AI on mobile: Powering your field force - Part 3 o...

Sumin · ‎05-24-2022

Building deep learning model within SAP BTP

Dear readers,

This is a blog series from the Meter Reading project and we attempted to discover the possibilities for ML models in a web browser. This long journey has provided many lessons learned in terms of deep learning and deployment in web browsers. As a beginner in computer vision, I would like to share the lessons I learned from this project. I would like to special thank you for our project members - aditi.arora16, vriddhishetty, gunteralbrecht, anoop.mittal Roopa Prabhu Nagavara,, namagupta and S, Deepak Chethan.

In the previous AI on mobile: Powering your field force – Part 2 of 5, anoop.mittal, we read about the high-level overview on basic design principles.

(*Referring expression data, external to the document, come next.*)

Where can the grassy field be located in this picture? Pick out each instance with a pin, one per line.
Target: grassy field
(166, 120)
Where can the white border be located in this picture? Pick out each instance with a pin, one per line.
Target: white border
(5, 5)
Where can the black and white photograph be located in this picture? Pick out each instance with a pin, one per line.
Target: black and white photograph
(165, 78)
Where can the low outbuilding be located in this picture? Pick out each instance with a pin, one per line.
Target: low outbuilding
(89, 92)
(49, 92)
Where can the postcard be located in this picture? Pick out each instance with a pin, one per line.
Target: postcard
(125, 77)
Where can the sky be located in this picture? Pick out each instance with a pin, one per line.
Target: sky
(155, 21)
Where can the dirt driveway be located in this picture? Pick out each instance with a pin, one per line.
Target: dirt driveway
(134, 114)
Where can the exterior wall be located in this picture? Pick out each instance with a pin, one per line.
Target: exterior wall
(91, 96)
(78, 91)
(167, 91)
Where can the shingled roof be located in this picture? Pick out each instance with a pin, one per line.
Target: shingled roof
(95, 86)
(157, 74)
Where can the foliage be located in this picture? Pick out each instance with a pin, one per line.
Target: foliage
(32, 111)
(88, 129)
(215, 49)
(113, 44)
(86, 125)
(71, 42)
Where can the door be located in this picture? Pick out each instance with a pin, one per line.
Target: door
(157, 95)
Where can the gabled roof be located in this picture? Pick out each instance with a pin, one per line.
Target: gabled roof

Then, how can we extract digits from a captured image📷 ?

We can build the deep learning model on the SAP Data Intelligence and write the model to the SAP HANA Cloud. To build the deep learning model for digit recognition, we have five steps as follows. Are you ready to start meter reading journey with SAP BTP?

Understand Scenarios

In this posting, we will build the deep learning model with the meter reading scenario on SAP BTP.

Automatic Meter Reading (AMR) is a technology that automatically collects consumption and status data from a water meter or energy metering devices (gas, electric).

AMR has a two-step approach for object detection and object recognition. Region of interest (ROI) is the detection of digits, and many studies have adopted YOLO, a CNN-based object detection system, to detect digits.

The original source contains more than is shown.